Normally, when you look at what a Neumann BC is, you get that it's a prescribed derivative of the solution in the direction of the outward surface normal at the boundary. However, in linear elasticity model, the Neumann boundary condition is prescribing traction force.
"Standard": $$\frac{\partial u}{\partial n} = a(x) \text{ for } x\in \Gamma \subset \partial\Omega$$
with $\Omega$ being the domain, $x$ the coordinate vector, $u$ our unknown field (displacement or whatever), $n$ the outer surface normal at given point and $a$ a given function of $x$.
Elasticity: $$\sigma n = t(x)\text{ for } x\in \Gamma \subset\partial\Omega $$
with $\sigma$ being the stress tensor, $n$ the normal as before, and $t$ some prescribed surface traction.
Now, I do realise that stress is related to strain and that is related to the derivative of $u$, so I guess those two versions are probably closely related. But I struggle to realise exactly how. Are they identical? Is one stronger than the other?

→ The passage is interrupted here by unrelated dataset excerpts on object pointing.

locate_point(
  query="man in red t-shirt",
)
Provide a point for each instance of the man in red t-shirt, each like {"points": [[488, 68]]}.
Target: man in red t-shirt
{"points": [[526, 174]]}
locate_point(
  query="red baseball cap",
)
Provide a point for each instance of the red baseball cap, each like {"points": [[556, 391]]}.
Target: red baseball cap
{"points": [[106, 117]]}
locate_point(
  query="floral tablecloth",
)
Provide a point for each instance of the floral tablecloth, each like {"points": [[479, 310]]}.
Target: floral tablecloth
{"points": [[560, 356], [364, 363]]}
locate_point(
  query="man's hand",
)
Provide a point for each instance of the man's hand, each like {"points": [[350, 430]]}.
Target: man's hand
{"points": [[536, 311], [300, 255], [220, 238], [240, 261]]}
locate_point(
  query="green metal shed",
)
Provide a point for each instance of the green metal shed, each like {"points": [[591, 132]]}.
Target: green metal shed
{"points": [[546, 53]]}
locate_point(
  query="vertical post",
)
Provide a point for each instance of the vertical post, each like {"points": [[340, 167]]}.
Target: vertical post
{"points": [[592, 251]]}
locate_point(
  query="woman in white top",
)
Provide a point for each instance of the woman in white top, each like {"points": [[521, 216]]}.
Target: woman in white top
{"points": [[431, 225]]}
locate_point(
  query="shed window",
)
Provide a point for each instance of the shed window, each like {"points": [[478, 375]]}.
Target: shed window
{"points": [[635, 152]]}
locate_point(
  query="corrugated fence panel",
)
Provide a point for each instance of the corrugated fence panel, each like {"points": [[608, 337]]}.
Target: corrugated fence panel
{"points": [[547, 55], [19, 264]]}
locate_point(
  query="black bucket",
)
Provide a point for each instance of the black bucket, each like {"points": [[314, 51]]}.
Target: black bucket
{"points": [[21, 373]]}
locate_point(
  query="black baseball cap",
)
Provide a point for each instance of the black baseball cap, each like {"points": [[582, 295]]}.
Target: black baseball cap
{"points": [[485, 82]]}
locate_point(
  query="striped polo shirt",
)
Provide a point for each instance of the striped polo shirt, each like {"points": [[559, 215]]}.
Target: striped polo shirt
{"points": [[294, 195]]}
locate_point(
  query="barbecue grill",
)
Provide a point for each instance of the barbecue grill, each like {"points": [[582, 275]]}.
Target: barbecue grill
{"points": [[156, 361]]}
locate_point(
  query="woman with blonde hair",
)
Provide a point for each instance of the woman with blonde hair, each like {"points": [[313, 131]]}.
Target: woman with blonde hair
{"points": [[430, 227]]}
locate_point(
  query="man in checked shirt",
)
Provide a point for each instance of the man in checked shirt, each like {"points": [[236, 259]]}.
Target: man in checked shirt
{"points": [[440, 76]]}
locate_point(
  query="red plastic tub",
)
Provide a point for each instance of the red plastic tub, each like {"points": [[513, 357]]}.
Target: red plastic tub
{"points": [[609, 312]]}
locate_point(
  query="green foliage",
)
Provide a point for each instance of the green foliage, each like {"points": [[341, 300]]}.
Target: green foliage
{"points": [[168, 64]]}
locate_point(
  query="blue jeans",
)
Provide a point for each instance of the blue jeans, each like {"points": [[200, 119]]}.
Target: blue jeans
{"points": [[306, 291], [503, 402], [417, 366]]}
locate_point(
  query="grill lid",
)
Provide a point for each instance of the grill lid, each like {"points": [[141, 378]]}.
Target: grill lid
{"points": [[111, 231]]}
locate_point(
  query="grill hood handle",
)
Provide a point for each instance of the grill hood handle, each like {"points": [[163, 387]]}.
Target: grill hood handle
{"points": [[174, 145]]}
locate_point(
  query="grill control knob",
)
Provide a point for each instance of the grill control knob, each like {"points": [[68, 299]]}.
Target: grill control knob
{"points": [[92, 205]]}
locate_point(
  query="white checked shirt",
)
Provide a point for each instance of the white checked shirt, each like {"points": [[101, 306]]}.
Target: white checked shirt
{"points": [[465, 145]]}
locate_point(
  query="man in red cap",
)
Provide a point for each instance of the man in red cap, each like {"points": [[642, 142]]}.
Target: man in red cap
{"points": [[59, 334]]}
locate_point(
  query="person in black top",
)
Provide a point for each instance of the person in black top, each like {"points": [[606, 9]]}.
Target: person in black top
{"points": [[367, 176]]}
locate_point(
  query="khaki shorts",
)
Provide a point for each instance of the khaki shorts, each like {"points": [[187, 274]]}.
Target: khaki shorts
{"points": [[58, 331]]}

The only thing I could find on this was this post: https://scicomp.stackexchange.com/questions/29246/traction-stress-stress-displacement-gradient
which shows that yes, if you prescribe the BC in the traction "version", it matches naturally with the boundary integral you get after applying the Green's identity. However, for me the question still remains why cannot I define it as the derivative of the displacement field? What is the fundamental difference?